Ultimately, alcohol does two things to sleep. Firstly, it fragments our natural sleep patterns, meaning that we don’t access the restorative phases of our sleep pattern. Secondly, alcohol is an incredibly powerful inhibitor of REM sleep. This is one of the most important parts of sleep’s restorative and beneficial process, crucial to learning information and making or retaining memories.
The combination of these two effects has a drastic cumulative effect on our sleep quality and duration. Bad sleep increases our levels of hunger, cravings, and emotional variability (and therefore our weight and overall health). Adding the learnings of this in with what we have just seen, we can easily see how excessive alcohol consumption can further hamper our efforts to remain healthy and sustain weight loss by impacting our sleep.
Benefits of alcohol
We already promised that it wouldn’t be all doom and gloom, so here’s a bit of good news. Abstinence is certainly one solution to the harm of alcohol, but it certainly isn’t the only solution.
Multiple studies seem to suggest that people who drink small amounts of alcohol regularly may have a reduced risk of heart disease compared to total abstainers. The maximum benefit seemed to be as a result of approximately one glass of wine per night.
One 2015 study recruited 224 total patients with diabetes. Participants were given a daily glass of either water, white wine, or red wine. Interestingly, the red wine seemed to improve blood lipids (the levels of fats in your bloodstream) compared to water, and white wine was about half the improvement. Interesting, eh?
Although the jury is still out on a lot of these studies, we think the interesting point to take from this is that moderation and balance are the clear winner! Just like we suggest with exercise and nutrition, balance in alcohol consumption may be the answer here as well.
A quick side note however: Too much alcohol is definitely a bad thing! Beyond the dangers of being drunk acutely (there is a huge increase in the frequency of trauma/assault in those intoxicated with alcohol) if we chronically drink over the recommended limit (the NHS now advises no more than 14 units a week) we are putting ourselves at all sorts of risk— liver disease, heart disease, cancer, the list goes on. Just another reason to practice that balance.
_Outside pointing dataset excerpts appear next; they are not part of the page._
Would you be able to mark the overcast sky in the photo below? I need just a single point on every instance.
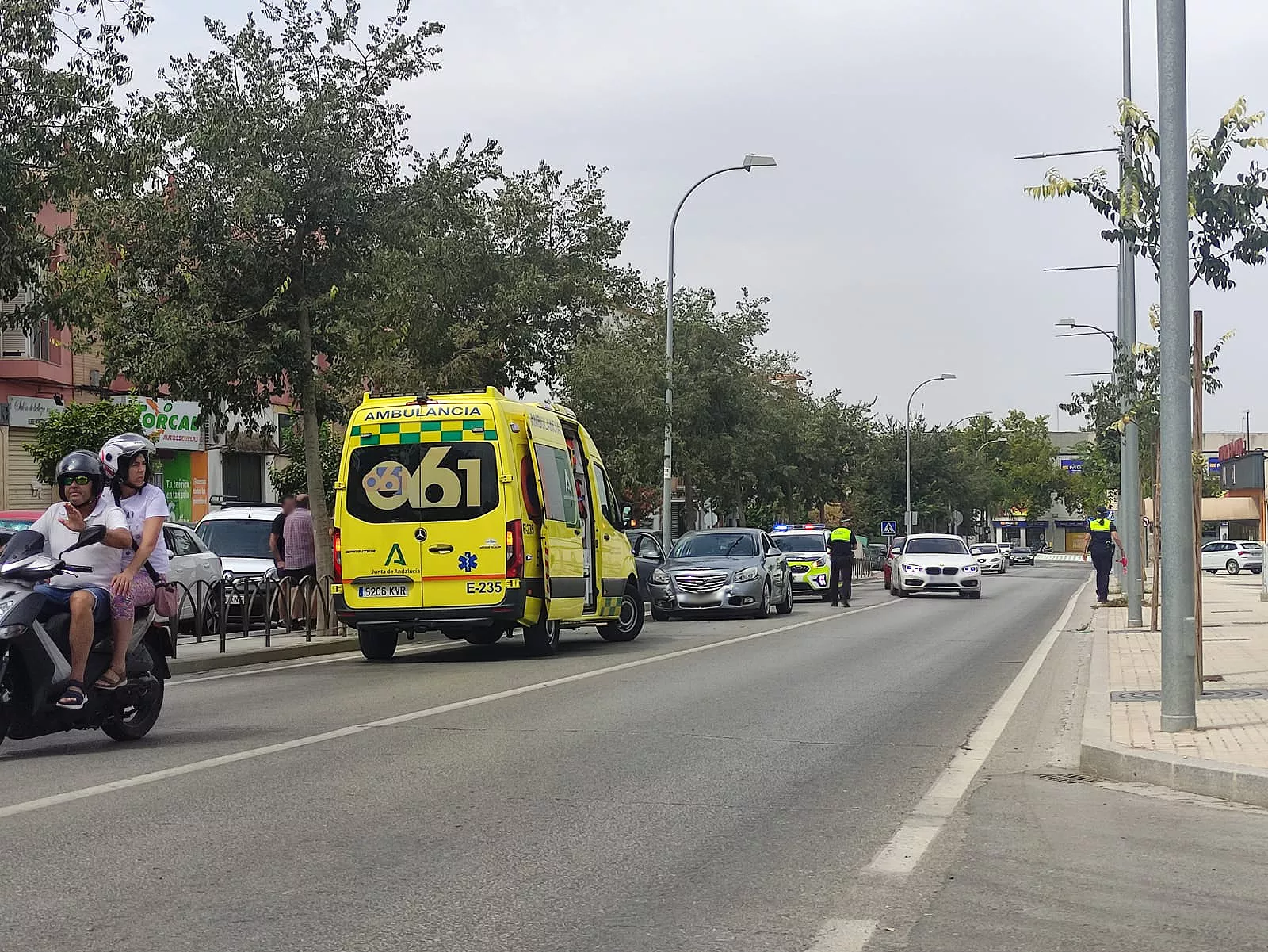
(893, 239)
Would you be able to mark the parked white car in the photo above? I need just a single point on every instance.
(1233, 556)
(196, 567)
(989, 556)
(936, 563)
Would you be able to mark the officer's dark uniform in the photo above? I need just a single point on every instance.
(1102, 548)
(841, 548)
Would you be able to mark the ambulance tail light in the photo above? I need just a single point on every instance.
(515, 549)
(339, 556)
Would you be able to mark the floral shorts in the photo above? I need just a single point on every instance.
(143, 592)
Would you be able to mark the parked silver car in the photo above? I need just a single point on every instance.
(723, 569)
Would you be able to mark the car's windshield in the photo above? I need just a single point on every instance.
(936, 547)
(800, 541)
(238, 537)
(716, 545)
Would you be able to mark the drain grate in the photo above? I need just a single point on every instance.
(1224, 694)
(1067, 778)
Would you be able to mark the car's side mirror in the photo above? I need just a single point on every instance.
(89, 537)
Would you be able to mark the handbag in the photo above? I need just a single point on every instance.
(166, 595)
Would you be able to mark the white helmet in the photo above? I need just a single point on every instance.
(117, 452)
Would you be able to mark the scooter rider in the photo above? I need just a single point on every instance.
(86, 594)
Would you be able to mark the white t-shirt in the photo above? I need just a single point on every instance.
(101, 560)
(145, 505)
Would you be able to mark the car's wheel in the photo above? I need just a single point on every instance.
(377, 645)
(785, 607)
(629, 623)
(764, 607)
(543, 638)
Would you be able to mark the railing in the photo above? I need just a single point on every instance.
(254, 607)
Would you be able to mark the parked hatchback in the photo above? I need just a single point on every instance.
(1233, 556)
(735, 571)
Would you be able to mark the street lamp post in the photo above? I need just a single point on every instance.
(750, 162)
(907, 516)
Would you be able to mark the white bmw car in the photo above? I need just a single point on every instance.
(936, 563)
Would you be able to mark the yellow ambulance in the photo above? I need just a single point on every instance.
(477, 515)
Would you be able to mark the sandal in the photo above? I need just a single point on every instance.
(73, 698)
(111, 679)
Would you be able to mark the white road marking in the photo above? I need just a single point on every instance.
(913, 838)
(268, 668)
(843, 936)
(257, 752)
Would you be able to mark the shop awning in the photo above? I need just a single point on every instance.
(1220, 509)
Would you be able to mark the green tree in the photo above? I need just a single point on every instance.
(61, 66)
(1228, 208)
(276, 162)
(486, 277)
(293, 477)
(80, 426)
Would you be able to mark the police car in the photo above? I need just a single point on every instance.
(807, 548)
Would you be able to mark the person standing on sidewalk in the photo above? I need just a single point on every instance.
(277, 543)
(1102, 543)
(301, 556)
(841, 549)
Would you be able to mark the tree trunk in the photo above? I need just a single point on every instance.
(312, 453)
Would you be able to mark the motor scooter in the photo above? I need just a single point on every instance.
(35, 652)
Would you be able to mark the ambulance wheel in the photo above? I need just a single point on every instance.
(377, 645)
(629, 623)
(543, 638)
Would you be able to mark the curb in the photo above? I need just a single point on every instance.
(238, 660)
(1102, 759)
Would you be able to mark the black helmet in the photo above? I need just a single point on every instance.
(80, 463)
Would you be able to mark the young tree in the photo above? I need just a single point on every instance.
(80, 426)
(277, 160)
(61, 65)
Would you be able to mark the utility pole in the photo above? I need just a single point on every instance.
(1178, 638)
(1129, 486)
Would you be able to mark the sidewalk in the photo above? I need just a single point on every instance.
(1228, 755)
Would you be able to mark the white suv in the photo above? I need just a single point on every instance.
(1233, 556)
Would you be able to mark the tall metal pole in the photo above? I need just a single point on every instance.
(1129, 491)
(667, 487)
(907, 515)
(1179, 709)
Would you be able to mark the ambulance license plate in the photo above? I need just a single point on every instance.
(382, 591)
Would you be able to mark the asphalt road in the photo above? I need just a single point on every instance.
(716, 785)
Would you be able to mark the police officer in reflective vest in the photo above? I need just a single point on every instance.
(841, 548)
(1102, 543)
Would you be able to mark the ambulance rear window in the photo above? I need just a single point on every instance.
(422, 482)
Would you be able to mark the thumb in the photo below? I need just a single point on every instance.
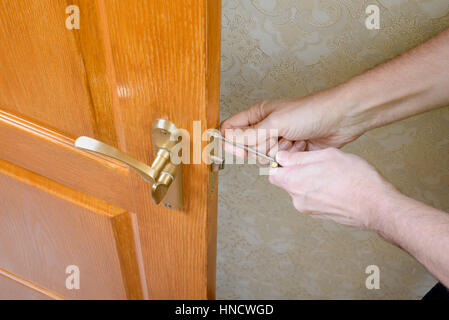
(252, 135)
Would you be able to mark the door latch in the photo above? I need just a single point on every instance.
(165, 176)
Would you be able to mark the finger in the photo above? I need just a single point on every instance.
(286, 159)
(248, 117)
(300, 146)
(281, 145)
(282, 177)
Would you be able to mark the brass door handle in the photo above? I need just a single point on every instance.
(162, 173)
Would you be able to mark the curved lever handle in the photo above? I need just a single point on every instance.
(89, 144)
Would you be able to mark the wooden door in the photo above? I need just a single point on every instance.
(129, 63)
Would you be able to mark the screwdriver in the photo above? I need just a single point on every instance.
(217, 135)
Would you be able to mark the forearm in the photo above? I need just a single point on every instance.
(414, 82)
(419, 229)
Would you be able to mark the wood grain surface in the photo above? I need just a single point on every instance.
(130, 63)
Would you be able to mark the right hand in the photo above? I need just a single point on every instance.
(310, 123)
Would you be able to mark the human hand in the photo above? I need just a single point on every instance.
(331, 184)
(314, 122)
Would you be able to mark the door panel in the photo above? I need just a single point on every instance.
(46, 227)
(42, 73)
(53, 155)
(130, 63)
(16, 288)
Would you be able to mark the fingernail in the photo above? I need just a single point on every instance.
(284, 145)
(281, 156)
(300, 145)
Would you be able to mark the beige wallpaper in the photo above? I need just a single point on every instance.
(285, 48)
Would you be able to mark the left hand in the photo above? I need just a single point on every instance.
(331, 184)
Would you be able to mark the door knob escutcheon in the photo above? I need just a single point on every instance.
(165, 176)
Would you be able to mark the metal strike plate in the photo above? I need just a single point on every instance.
(163, 174)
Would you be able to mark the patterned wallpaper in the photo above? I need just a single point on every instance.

After all of this information about alcohol, you may be wondering how to reduce drinking with all the triggers that surround us in daily life. Below are a few tips and tricks you might find useful.
Top tips to balance and moderation in alcohol consumption include:
- Try lower-strength versions of the drinks you love (Small Beer Co are a great local brewery doing half-strength craft beers).
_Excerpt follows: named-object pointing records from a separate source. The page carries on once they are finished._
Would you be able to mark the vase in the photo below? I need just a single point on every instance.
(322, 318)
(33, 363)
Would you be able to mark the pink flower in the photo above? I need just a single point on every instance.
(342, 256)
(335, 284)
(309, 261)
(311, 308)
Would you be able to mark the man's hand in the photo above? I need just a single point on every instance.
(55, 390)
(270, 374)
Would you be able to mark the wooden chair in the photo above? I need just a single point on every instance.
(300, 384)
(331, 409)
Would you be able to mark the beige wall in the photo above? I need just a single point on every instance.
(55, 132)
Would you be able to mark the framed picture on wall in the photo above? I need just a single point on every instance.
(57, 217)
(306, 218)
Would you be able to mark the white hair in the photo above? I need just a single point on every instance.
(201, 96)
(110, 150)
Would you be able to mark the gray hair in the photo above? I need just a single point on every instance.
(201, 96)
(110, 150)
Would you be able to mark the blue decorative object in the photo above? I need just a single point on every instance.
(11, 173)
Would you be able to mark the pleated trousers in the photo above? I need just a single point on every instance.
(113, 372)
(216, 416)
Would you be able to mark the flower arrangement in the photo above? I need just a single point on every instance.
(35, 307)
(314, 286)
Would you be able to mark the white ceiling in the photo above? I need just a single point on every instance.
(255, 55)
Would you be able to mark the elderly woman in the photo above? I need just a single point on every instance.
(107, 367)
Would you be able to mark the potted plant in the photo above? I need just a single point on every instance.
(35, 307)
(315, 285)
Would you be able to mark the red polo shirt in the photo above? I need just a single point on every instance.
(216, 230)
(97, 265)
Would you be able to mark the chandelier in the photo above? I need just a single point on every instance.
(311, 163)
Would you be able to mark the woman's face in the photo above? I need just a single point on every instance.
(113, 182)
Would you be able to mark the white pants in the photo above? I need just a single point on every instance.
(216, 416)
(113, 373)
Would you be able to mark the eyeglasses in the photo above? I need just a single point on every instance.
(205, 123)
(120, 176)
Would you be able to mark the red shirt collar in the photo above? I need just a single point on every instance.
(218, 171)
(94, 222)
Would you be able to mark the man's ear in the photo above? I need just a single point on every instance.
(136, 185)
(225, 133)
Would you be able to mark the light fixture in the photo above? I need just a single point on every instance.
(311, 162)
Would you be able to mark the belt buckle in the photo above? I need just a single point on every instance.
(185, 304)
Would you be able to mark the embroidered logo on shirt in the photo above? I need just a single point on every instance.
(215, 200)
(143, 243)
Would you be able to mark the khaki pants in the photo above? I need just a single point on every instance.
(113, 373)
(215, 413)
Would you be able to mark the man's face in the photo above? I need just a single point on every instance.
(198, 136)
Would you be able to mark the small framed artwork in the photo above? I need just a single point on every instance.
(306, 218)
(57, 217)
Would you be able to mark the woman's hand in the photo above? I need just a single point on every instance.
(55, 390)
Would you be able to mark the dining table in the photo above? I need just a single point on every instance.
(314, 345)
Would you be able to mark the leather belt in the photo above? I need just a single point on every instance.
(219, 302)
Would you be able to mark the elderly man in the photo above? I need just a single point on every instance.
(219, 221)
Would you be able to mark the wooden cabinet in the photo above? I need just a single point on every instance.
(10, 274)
- Try substituting some of your drinks with non-alcoholic substitutes. There are some great ones on the market now (Seedlip and slimline tonic is a great zero-calorie, non-alcoholic drink... and the best thing is that people hardly ever know you’re not drinking, as it looks just like a gin and tonic).
- Try suggesting activities with friends that aren’t at bars or pubs. Ask your friends if they’d be interested in taking part in your new exercise class, going for brunch, or taking a walk.
- Have a few designated no alcohol days each week.
- Reduce your calories by switching to diet mixers (Diet Coke, slimline tonic)
- Tell your friends/family you’re cutting down a bit—most people are super supportive… and if they’re not, it probably reflects on them, not you.